Hecke Operators on Quasimaps into Horospherical Varieties

Abstract

Let G be a connected reductive complex algebraic group. This paper and its companion [GN06] are devoted to the space Z of meromorphic quasimaps from a curve into an affine spherical G-variety X. The space Z may be thought of as an algebraic model for the loop space of X. The theory we develop associates to X a connected reductive complex algebraic subgroup \(\check H\) of the dual group \(\check G\). The construction of \(\check H\) is via Tannakian formalism: we identify a certain tensor category Q(Z) of perverse sheaves on Z with the category of finite-dimensional representations of \(\check H\). In this paper, we focus on horospherical varieties, a class of varieties closely related to flag varieties.
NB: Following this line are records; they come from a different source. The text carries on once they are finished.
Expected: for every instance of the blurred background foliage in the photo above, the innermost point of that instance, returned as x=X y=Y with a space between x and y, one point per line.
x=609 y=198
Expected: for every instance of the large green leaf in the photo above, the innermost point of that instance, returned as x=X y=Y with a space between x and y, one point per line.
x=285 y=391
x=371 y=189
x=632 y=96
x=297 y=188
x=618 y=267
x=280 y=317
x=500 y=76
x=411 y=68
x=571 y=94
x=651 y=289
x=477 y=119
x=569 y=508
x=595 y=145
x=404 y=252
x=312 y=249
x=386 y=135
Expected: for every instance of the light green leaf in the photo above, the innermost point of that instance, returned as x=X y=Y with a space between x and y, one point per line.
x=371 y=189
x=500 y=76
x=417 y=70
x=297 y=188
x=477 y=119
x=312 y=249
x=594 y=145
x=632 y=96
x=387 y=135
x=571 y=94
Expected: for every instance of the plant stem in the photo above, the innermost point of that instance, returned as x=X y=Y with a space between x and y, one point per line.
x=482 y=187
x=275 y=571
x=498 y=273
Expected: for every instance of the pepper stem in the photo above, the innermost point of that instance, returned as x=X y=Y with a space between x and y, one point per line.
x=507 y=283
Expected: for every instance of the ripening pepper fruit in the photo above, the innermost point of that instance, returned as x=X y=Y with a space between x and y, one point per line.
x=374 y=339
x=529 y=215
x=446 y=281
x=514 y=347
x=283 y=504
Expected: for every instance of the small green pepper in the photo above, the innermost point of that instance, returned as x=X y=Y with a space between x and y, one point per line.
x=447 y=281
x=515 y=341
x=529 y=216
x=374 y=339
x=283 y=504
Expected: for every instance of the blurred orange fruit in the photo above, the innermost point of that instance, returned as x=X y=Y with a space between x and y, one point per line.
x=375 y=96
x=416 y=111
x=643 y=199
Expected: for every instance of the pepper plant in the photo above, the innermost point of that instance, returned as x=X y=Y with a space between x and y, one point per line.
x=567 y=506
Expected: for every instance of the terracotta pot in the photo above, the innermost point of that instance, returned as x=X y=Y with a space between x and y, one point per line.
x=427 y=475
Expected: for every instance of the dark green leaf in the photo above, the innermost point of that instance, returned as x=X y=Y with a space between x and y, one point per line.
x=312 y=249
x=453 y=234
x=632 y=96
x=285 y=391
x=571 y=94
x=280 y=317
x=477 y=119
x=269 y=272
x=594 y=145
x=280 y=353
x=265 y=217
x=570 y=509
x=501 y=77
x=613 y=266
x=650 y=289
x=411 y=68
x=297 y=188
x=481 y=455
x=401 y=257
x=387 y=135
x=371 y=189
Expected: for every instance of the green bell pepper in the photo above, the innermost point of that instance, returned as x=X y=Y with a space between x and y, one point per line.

For an affine horospherical G-variety \(X_{horo}\), the category Q(\(Z_{horo}\)) is equivalent to a category of vector spaces graded by a lattice. Thus the associated subgroup \(\check H_{horo}\) is a torus. The case of horospherical varieties may be thought of as a simple example, but it also plays a central role in the general theory. To an arbitrary affine spherical G-variety X, one may associate a horospherical variety \(X_{horo}\). Its associated subgroup \(\check H_{horo}\) turns out to be a maximal torus in the subgroup \(\check H\) associated to X.